Das Argument, Einwanderer würden die Unsicherheit in unseren Gesellschaften erhöhen, zieht sich wie ein roter Faden durch die öffentliche Migrationsdebatte. Auch wird dort oft die alte Angst vor Fremden, die in „unsere Frauen und unser Territorium eindringen”, geschürt.

Veröffentlicht am 7 März 2025

Behauptungen:

„Es gibt leider mehr Fälle von sexueller Gewalt durch Einwanderer, vor allem illegale” - behauptet Italiens Ministerpräsidentin Giorgia Meloni in der italienischen Frauenzeitschrift Donna Moderna. 

„Wir dürfen nicht so tun, als ob wir nicht sehen würden, dass die Zunahme sexueller Gewalt auch mit Formen der Marginalität und der Devianz zusammenhängt, die in gewisser Weise auf die illegale Einwanderung zurückzuführen sind”, meint auch der italienische Bildungsminister Giuseppe Valditara (Aussage von November 2024). 

Ebenfalls im November 2024 sagte Alice Cordier, Mitglied der Identitären Bewegung in Frankreich, dass „20 Prozent der sexuellen Gewalt gegen ältere Menschen auf das Konto von Ausländern” gehen.

 Marion Maréchal Le Pen behauptete im Mai 2024 im französischen Privatsender LCI, dass „77 Prozent der Straßenvergewaltigungen in Paris von Ausländern verübt wurden.”
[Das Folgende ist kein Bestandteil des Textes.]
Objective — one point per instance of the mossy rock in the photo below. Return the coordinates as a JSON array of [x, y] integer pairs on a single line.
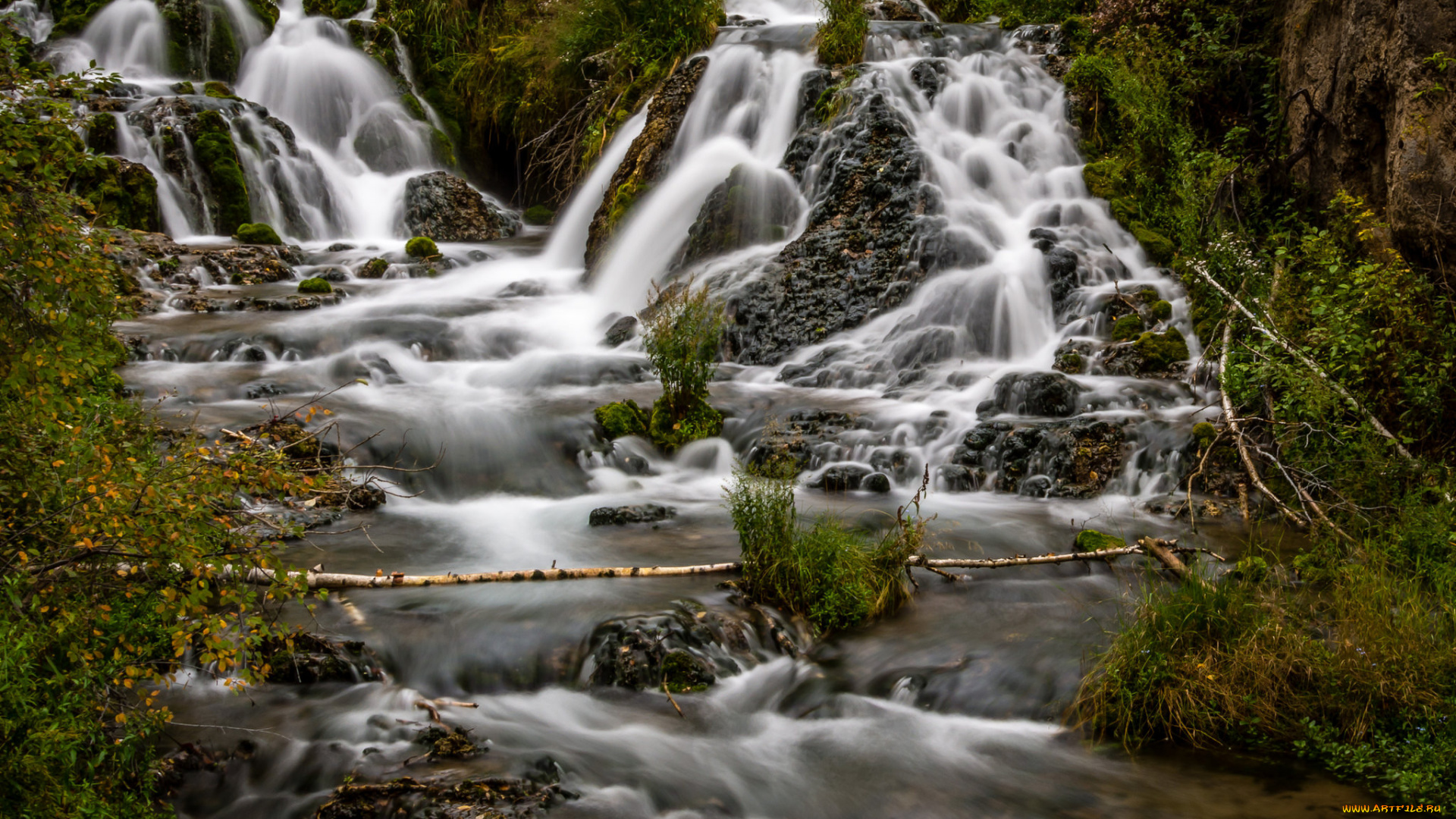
[[672, 430], [121, 194], [373, 268], [1158, 246], [256, 234], [421, 248], [683, 673], [1103, 178], [218, 89], [228, 187], [622, 419], [1128, 327], [1092, 541], [1204, 435], [1161, 350], [539, 215]]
Zusammenfassung: In den vergangenen Monaten haben mehrere führende Vertreter der europäischen Rechten und der extremen Rechten, insbesondere in Italien und Frankreich, die Anwesenheit von Ausländern (was nicht gleichbedeutend mit Einwanderern ist) mit dem Auftreten von Straftaten im Zusammenhang mit geschlechtsspezifischer Gewalt in Verbindung gebracht. 


Dagegen heißt es in einem Openpolis-Artikel, der sich auf Eurostat-Daten stützt: „Trotz der Zunahme des ausländischen Bevölkerungsanteils sind die europäischen Gesellschaften nicht unsicherer geworden. Im Gegenteil, die Gesamtkriminalität ist leicht zurückgegangen.” Dennoch ist das Argument, dass die Einwanderung die Unsicherheit in unseren Gesellschaften erhöht, ein Leitmotiv, das in der öffentlichen Debatte regelmäßig auftaucht.

Jérôme Valette ist ein auf Migration spezialisierter Wirtschaftswissenschaftler am CEPII (Centre d'études prospectives et d'informations internationales in Frankreich). Gegenüber Voxeurop erklärt er: „Bei gleichen demografischen und sozioökonomischen Merkmalen ist die Wahrscheinlichkeit, dass Einwanderer ein Verbrechen begehen, nicht größer als bei Einheimischen. Die Faktoren, die dazu beitragen, sind vielmehr Unsicherheit und Armut: „Männer, junge Menschen und Menschen in prekären Situationen sind in den Migrationsströmen oft überrepräsentiert.” Die Daten von Eurostat (hier von Openpolis grafisch dargestellt) zeigen beispielsweise, dass Ausländer in fast allen EU-Ländern einem höheren Armutsrisiko ausgesetzt sind. Griechenland, Italien und Frankreich liegen auf den Plätzen zwei, drei und vier dieser Rangliste. 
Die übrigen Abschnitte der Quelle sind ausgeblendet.